I remember thirteen. I remember twenty-six. If it occurred to me then to look ahead to thirty-nine, I’m pretty sure I thought I’d have everything wrapped up by now and that I would feel well and truly grown. That I would know who I was, instead of just knowing a handful of things that I’m not.
Birthdays are as weird and arbitrary as can be. These days, they aren’t about me so much as my mother—it was her big day back then, when I was coming into the world while General Hospital was on. (Ruining your plans since Day One, that’s me.) I’m sad to miss out on her telling me my ridiculous birth story every year, I’m sad to spend the day without her singing “Buon Compleanno” to me in her I-will-do-anything-to-make-you-laugh voice. My friends swoop in and remind me how much I am truly loved on a birthday without her. My grandmother calls and lets me cry to her about the pain (my god! the pain) in my shoulder and the dozen things that have gone so expensively wrong already during this moving process. She remembers just enough of the birth story to recount it for me, to laugh at my dad’s devastating comic timing and the way he lightened the mood while everyone else panicked. I haven’t cried to my Grammy in years, but it felt okay to be thirteen upon thirteen upon thirteen and doing it just then, and to believe her when she said that everything would be all right.
My mom didn’t get to keep my dad very long and she was very careful with the treasures he gave her during their time together. In her photo albums, she kept the little florist’s cards from every bouquet he gave her, and there were many bouquets in that short time. (There were not enough; there could never have been enough when you lose your husband young.) I used to read them and trace my fingers over his signature when I was little. So precious. This is something people throw away, some people.

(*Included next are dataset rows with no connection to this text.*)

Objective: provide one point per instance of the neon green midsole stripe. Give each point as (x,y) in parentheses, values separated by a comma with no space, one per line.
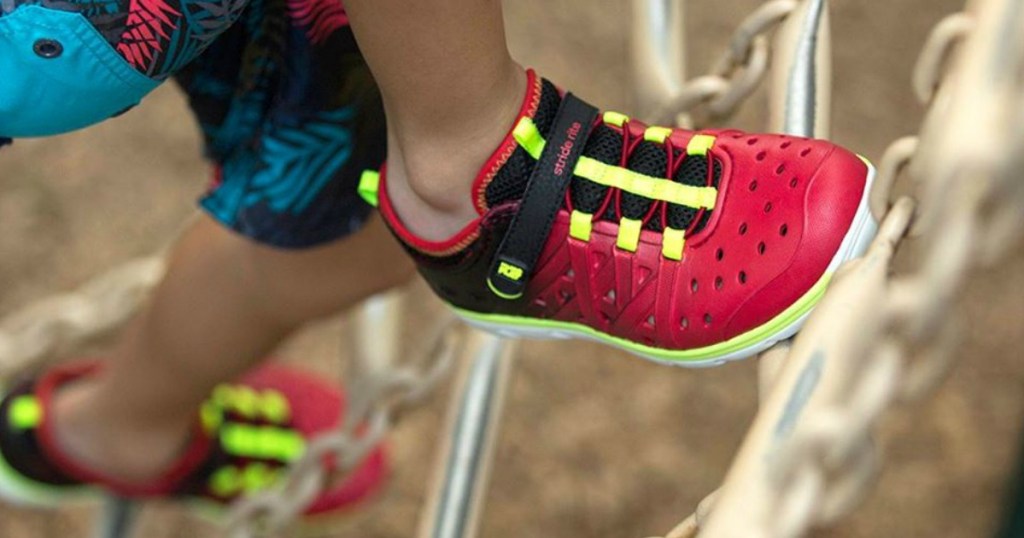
(738,342)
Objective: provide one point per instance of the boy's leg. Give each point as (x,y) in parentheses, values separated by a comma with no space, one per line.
(224,303)
(451,88)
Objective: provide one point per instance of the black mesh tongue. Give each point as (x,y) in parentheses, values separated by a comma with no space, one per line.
(605,145)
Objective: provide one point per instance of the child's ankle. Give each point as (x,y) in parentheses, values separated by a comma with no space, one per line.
(429,178)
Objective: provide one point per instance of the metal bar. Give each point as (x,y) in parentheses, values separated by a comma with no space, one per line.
(801,97)
(801,91)
(658,52)
(116,519)
(460,488)
(376,330)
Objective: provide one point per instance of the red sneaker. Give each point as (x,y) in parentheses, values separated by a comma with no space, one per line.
(690,248)
(245,436)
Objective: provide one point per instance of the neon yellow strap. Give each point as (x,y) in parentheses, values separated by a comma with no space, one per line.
(616,119)
(229,481)
(25,412)
(529,138)
(274,407)
(369,184)
(581,225)
(699,145)
(673,242)
(629,234)
(656,134)
(225,482)
(645,185)
(265,443)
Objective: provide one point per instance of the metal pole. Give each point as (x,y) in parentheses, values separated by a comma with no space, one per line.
(801,97)
(658,53)
(116,519)
(461,485)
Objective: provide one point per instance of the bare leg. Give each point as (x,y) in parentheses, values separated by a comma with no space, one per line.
(451,90)
(224,303)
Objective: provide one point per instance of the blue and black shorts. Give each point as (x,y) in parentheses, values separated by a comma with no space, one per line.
(288,109)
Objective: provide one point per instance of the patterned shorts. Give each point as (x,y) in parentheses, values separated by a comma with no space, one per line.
(287,106)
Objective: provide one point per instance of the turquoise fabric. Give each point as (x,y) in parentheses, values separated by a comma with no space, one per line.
(87,83)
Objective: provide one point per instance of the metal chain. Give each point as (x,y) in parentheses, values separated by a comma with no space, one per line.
(374,401)
(734,76)
(64,322)
(893,333)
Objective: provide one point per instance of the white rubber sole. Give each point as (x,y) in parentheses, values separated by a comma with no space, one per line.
(854,244)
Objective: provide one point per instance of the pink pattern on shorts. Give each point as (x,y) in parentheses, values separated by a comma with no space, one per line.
(320,17)
(147,28)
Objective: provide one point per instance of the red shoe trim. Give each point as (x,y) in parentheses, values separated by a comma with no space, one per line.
(467,235)
(434,248)
(194,456)
(498,159)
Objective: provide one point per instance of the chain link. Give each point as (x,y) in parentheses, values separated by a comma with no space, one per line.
(735,75)
(62,322)
(890,335)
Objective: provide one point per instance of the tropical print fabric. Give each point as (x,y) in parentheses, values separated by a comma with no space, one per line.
(288,109)
(291,116)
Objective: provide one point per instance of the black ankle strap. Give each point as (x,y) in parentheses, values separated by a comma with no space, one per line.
(517,255)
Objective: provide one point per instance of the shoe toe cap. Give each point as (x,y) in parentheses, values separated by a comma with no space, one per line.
(805,216)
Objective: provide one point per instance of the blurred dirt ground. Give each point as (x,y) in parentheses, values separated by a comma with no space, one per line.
(593,444)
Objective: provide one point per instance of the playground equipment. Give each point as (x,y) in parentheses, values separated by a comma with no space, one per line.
(880,336)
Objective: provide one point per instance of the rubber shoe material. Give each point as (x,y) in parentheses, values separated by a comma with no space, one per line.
(244,438)
(687,248)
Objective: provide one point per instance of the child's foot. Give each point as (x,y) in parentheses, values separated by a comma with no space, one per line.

By the end of the day, I had my own bouquet and my own florist’s card, and I do not have thirty-nine figured out, or much of anything else, really. I do know that more ill-equipped people than me have sold houses and survived a pinched nerve (my god! the pain! you think I’m kidding!) and that once upon a time I myself was one of the Together People. I lived that delusion. And now I am okay with the fog of mystery and tiny orange roses and the weight of this year. If I had everything figured out, there’d be nothing to entertain me for the rest of my time here. You can build a lot of life out of knowing a few things that you’re not.